Information présentée au Bureau du Comité du patrimoine mondial en 2000

Résumé des précédents débats :
Vingt-troisième session du Comité – paragraphe X.20
Vingt-troisième session ordinaire du Bureau – paragraphe IV.27

Nouvelles informations :
Le ministère de l'Environnement, par lettre du 6 avril 2000, a informé le Centre que le gouvernement brésilien avait pris toutes les mesures possibles pour fermer la route de Colon. En particulier : (a) un rapport technique rédigé par l'Agence brésilienne de protection de l'environnement (IBAMA) sur les impacts environnementaux de la réouverture illégale de la route de Colon et la poursuite de son utilisation a été soumis à la justice et (b) le tribunal fédéral du Parana a ratifié la décision du gouvernement de fermer la route et d'imposer une peine de prison à ceux qui refusent de respecter la décision gouvernementale. Selon l'UICN, la cour suprême brésilienne a ordonné la fermeture de la route et a imposé une amende de 500 dollars à tout véhicule qui emprunterait cette route.

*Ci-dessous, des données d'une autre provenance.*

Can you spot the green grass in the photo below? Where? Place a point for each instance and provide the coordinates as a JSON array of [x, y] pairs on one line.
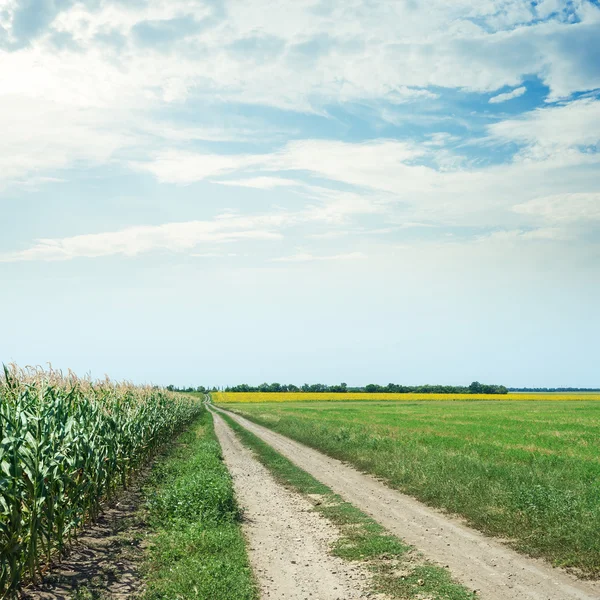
[[399, 570], [526, 471], [198, 550]]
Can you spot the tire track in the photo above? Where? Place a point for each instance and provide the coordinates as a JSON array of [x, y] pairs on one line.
[[288, 543]]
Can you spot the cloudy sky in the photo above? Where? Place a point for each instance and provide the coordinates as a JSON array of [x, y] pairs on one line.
[[218, 191]]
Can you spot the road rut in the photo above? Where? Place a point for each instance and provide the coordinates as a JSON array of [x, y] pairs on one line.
[[481, 563], [288, 541]]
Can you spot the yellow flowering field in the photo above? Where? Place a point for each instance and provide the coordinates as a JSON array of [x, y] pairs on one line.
[[246, 397]]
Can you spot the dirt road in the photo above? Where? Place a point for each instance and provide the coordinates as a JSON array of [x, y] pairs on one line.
[[479, 562], [288, 542]]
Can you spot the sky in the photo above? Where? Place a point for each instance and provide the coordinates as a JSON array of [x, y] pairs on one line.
[[211, 192]]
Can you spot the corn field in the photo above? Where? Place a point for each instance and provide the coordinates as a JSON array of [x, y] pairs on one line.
[[66, 445]]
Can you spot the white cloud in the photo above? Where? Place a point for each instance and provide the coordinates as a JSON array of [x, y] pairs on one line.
[[261, 183], [579, 208], [174, 237], [508, 95], [308, 257], [559, 127], [304, 57]]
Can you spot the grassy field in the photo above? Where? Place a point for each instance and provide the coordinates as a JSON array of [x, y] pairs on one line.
[[198, 548], [254, 397], [526, 471]]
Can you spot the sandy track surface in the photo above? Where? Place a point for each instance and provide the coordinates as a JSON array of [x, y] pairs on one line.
[[288, 542], [479, 562]]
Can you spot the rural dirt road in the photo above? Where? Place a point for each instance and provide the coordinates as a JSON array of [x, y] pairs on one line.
[[479, 562], [288, 541]]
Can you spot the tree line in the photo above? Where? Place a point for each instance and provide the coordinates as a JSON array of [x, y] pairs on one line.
[[372, 388]]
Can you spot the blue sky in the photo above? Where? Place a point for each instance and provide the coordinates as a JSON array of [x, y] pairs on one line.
[[211, 192]]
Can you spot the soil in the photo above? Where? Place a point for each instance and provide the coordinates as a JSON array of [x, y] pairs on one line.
[[103, 562], [288, 543], [483, 564]]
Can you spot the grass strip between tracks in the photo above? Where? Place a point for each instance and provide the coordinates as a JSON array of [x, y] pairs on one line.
[[198, 549], [399, 571]]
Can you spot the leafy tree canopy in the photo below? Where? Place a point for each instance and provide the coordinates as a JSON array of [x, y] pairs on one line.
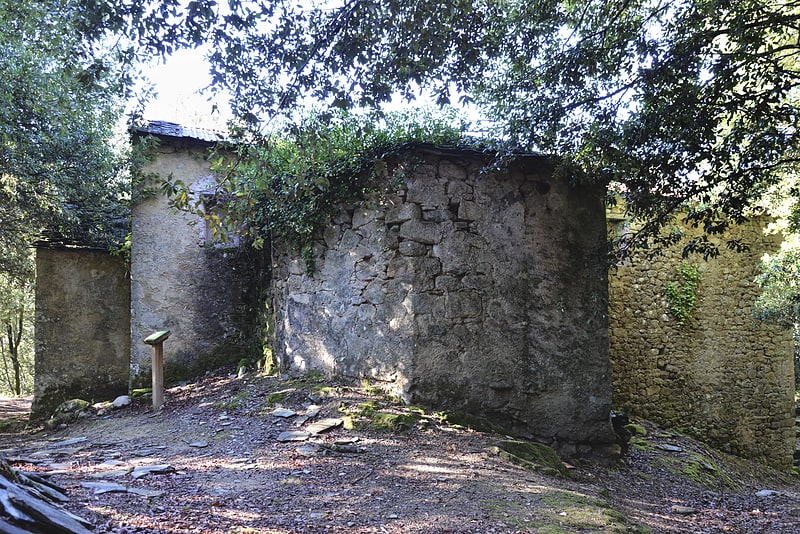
[[674, 100], [58, 170]]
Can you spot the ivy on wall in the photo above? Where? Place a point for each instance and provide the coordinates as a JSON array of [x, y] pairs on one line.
[[288, 184], [682, 295]]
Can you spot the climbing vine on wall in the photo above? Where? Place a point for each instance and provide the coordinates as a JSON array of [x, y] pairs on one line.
[[288, 184], [682, 295]]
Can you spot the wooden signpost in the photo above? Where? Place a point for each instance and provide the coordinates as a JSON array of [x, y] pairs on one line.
[[156, 340]]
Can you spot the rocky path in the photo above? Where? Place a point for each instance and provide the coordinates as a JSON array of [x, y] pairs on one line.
[[219, 459]]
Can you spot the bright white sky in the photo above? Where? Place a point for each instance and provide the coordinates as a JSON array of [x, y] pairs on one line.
[[177, 84]]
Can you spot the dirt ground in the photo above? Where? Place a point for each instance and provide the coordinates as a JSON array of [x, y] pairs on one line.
[[211, 462]]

L'UICN collabore avec les bureaux du WWF au Brésil et en Argentine et avec plusieurs autres organisations nationales afin de mettre au point une stratégie à long terme pour la conservation de la biodiversité dans la grande écorégion de la forêt atlantique. L'UICN va assister à un atelier, prévu au Parc national brésilien d'Iguaçu du 25 au 28 avril 2000, où l'on compte sur la participation de spécialistes de trois pays concernés par la protection de l'écorégion de la forêt atlantique – soit l'Argentine, le Brésil et le Paraguay. L'UICN fera rapport sur les conclusions de cet atelier qui traiteraient de la fermeture de la route de Colon dans le Parc national brésilien d'Iguaçu, à la vingt-quatrième session ordinaire du Bureau.

Action requise

Le Bureau félicite l'Etat partie de sa persévérance à faire appliquer strictement la décision juridique de la fermeture de la route de Colon. Le Bureau engage l'Etat partie à poursuivre ses efforts et à fournir un rapport d'avancement à jour sur les impacts des décisions de la Cour suprême et du Tribunal fédéral du Parana sur la fermeture effective de la route de Colon d'ici le 15 septembre 2000. Le Bureau recommande que si l'Etat partie confirme la fermeture effective de la route avant la prochaine session, le Comité puisse alors envisager de prendre des mesures pour retirer le Parc national brésilien d'Iguaçu de la Liste du patrimoine mondial en péril.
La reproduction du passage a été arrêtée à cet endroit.